Dziennik Kasi i Bartka
Dziennik budowy???
Śmieszne. Jeszcze nawet pierwszej łopaty w działkę nie wbiliśmy, a ja już o "budowie" chcę pisać. No ale co tam. Kiedyś trzeba zacząć.
To może zacznę od początku. Razem z żoną jesteśmy przyjezdnymi do Warszawy, a właściwie to Piaseczna. Kasia od zawsze wychowywała się w domu jednorodzinnym, natomiast ja jestem typowym blokowym chłopakiem. Nigdy nie myślałem o tym, że kiedykolwiek porwę się na coś tak niesamowitego (oczywiście dla mnie) jak budowa własnego domu.

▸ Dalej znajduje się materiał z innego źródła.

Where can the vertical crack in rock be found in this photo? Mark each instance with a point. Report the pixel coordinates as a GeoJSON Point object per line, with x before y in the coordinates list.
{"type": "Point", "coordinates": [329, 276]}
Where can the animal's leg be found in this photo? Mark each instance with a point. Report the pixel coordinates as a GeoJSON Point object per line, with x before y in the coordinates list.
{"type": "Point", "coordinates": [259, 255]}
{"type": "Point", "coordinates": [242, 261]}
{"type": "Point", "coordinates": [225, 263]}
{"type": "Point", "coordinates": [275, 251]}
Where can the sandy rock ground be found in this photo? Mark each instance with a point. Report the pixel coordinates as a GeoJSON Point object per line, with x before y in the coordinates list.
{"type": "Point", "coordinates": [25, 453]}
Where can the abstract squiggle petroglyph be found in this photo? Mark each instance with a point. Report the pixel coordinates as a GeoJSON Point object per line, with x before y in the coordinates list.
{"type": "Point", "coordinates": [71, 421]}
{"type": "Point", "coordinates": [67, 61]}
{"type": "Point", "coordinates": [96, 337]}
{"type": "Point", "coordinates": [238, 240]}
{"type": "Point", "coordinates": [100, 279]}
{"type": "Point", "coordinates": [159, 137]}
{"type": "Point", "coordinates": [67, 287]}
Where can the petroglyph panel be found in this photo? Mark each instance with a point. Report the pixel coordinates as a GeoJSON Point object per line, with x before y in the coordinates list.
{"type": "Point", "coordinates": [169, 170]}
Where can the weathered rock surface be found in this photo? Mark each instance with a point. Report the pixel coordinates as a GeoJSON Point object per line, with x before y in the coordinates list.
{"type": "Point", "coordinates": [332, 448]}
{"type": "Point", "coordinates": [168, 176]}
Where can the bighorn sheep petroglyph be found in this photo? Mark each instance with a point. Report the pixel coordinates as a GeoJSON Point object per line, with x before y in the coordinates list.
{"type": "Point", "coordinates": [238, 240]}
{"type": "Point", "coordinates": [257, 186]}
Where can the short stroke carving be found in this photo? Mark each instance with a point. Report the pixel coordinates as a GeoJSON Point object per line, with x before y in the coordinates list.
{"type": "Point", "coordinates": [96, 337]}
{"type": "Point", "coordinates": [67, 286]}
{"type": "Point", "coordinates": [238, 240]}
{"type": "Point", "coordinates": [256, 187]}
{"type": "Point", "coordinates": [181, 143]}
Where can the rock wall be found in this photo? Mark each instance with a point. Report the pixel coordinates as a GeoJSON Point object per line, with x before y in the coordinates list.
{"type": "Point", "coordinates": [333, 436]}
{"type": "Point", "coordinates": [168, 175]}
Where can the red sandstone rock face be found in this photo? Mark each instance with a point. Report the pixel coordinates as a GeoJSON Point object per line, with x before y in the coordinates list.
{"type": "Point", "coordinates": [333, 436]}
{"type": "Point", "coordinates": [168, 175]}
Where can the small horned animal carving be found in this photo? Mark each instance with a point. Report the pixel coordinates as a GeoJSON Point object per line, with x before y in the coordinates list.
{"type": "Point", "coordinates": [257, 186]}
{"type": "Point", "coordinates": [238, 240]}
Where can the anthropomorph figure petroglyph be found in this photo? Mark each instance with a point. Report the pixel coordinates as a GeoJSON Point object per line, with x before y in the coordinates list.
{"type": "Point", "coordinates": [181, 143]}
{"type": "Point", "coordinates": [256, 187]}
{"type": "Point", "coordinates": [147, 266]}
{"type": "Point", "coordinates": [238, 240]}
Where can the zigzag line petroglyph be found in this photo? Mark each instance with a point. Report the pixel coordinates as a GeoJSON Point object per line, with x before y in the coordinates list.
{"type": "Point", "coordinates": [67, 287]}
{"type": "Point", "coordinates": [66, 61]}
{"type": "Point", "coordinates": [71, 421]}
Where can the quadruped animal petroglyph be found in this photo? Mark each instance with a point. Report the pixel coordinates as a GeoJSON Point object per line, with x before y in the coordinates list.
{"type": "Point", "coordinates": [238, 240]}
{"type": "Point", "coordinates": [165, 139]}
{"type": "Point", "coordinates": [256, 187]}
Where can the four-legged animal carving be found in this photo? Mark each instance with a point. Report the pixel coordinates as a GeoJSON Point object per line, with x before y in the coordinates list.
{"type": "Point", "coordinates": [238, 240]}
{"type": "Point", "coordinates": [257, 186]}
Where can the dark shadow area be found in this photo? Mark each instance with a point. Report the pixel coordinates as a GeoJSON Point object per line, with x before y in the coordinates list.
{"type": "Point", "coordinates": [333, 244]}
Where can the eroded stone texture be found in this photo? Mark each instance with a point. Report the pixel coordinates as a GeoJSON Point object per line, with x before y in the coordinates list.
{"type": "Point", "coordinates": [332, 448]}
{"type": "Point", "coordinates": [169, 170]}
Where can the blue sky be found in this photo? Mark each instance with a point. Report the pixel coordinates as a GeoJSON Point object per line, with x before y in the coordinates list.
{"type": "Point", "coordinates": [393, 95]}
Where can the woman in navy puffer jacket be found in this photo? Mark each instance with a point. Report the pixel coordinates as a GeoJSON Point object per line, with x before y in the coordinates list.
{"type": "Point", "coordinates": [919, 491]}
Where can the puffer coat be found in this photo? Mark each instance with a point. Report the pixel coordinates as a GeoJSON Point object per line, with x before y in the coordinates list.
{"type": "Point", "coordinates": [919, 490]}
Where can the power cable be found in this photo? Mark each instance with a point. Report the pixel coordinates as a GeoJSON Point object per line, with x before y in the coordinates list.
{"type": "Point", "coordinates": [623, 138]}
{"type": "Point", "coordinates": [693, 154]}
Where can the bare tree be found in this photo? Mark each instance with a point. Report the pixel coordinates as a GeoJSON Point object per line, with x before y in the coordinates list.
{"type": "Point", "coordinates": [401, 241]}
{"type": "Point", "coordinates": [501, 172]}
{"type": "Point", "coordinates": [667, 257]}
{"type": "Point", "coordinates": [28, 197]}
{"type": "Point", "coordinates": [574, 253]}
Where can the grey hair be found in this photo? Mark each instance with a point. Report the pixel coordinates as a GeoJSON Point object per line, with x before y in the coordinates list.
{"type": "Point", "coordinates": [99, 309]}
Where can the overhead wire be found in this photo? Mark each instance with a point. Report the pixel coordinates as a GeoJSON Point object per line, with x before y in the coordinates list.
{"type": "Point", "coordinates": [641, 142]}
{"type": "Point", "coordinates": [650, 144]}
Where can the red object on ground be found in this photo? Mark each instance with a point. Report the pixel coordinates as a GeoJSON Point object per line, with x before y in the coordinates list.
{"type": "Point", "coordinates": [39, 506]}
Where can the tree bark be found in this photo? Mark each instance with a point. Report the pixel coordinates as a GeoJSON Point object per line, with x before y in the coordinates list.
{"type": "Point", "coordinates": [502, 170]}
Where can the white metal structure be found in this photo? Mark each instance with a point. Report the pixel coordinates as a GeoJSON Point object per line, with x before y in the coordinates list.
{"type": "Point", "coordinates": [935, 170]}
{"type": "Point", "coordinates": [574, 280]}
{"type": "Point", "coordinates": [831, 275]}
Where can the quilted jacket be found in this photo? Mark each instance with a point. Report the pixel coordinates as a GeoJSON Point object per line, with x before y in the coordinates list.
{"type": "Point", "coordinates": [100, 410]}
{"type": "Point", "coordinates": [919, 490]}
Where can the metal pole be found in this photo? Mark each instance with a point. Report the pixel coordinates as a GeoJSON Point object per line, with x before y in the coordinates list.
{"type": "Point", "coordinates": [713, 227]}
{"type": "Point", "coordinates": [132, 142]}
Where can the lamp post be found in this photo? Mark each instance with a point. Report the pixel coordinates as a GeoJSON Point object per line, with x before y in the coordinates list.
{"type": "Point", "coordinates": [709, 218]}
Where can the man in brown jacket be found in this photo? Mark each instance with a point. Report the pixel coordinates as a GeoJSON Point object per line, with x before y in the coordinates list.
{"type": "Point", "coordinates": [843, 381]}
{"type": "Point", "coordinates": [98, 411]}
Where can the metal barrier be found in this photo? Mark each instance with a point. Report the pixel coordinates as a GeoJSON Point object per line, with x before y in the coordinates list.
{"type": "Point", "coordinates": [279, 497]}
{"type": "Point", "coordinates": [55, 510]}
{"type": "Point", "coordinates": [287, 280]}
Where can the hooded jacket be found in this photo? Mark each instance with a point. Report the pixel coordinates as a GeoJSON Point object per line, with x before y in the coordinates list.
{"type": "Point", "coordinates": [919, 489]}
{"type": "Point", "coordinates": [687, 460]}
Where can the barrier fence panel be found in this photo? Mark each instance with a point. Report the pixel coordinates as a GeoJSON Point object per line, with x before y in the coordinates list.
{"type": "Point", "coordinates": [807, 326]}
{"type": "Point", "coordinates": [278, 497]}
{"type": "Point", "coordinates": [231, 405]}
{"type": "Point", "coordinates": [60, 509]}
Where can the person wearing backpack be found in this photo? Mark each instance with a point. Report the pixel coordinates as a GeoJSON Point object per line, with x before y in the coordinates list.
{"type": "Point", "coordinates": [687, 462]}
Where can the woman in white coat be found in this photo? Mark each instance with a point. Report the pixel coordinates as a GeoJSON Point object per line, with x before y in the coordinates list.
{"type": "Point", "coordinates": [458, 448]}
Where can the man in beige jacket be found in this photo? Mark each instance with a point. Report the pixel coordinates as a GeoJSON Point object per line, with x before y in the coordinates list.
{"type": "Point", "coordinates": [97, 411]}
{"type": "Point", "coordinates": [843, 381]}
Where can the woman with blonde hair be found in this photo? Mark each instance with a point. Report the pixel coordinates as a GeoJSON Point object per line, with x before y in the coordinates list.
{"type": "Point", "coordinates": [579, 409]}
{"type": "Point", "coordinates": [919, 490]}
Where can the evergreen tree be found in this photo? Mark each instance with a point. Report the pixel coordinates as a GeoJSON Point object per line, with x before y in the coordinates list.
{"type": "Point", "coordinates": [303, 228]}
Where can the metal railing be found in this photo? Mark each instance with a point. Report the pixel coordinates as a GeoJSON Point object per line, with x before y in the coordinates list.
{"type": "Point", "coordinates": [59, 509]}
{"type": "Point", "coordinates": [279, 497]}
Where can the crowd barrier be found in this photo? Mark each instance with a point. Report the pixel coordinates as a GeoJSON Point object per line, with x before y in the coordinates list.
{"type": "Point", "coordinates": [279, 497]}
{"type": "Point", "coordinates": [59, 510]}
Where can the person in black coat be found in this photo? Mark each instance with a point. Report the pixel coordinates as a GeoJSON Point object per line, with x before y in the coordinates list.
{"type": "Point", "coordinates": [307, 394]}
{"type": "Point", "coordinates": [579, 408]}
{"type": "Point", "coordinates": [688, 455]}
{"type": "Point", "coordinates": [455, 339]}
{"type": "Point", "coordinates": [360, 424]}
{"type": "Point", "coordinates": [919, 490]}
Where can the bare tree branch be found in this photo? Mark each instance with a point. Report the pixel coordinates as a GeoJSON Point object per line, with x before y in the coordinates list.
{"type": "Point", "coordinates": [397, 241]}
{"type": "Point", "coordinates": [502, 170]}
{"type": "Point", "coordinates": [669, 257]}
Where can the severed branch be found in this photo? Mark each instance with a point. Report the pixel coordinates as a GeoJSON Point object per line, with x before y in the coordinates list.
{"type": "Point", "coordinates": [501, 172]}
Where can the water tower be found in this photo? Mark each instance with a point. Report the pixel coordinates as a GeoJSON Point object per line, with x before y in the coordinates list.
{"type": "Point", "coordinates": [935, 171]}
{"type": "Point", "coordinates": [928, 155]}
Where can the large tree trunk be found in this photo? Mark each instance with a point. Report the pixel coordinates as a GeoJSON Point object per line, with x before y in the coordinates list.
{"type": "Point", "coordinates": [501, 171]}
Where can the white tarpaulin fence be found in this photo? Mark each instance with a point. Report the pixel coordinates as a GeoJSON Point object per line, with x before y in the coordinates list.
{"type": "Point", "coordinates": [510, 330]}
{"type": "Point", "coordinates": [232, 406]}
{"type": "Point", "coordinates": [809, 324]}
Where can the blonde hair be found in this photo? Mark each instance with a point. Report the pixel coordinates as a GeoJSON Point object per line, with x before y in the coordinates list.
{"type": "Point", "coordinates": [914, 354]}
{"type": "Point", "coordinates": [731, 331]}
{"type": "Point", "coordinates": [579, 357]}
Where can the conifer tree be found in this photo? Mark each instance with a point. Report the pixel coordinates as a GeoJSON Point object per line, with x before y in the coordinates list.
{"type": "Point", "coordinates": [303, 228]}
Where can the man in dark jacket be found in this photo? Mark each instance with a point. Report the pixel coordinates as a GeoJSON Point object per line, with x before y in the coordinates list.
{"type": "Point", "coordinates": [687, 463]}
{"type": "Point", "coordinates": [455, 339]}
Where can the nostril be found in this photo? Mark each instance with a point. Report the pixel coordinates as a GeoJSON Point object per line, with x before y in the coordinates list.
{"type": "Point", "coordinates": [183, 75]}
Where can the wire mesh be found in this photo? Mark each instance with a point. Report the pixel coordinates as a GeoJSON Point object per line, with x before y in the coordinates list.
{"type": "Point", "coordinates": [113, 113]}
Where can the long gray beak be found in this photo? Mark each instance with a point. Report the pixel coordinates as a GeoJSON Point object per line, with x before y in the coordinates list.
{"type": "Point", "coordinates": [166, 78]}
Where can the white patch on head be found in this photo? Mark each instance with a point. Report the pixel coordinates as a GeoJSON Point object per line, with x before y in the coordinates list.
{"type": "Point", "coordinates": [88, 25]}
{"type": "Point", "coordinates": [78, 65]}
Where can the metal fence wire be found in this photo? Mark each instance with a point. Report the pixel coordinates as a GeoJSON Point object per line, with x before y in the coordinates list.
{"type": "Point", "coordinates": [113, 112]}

Na początku byłem oporny. Mówiłem, że nie warto się w to pchać. Masa problemów, pilnowania robotników i takie tam inne głupie wymówki mieszczucha, który nie chce sobie robić kolejnych kłopotów. Niestety moja kochana żonka jako, że jest spod znaku lwa to jak wiadomo jest uparta i nie dała się przekabacić. W końcu się zgodziłem, przede wszystkim dlatego, że ceny mieszkań w stolicy poszły niebotycznie w górę, a po drugie dlatego, ze mój kochany teść jest budowlańcem i zaoferował się zbudować domek za "darmo".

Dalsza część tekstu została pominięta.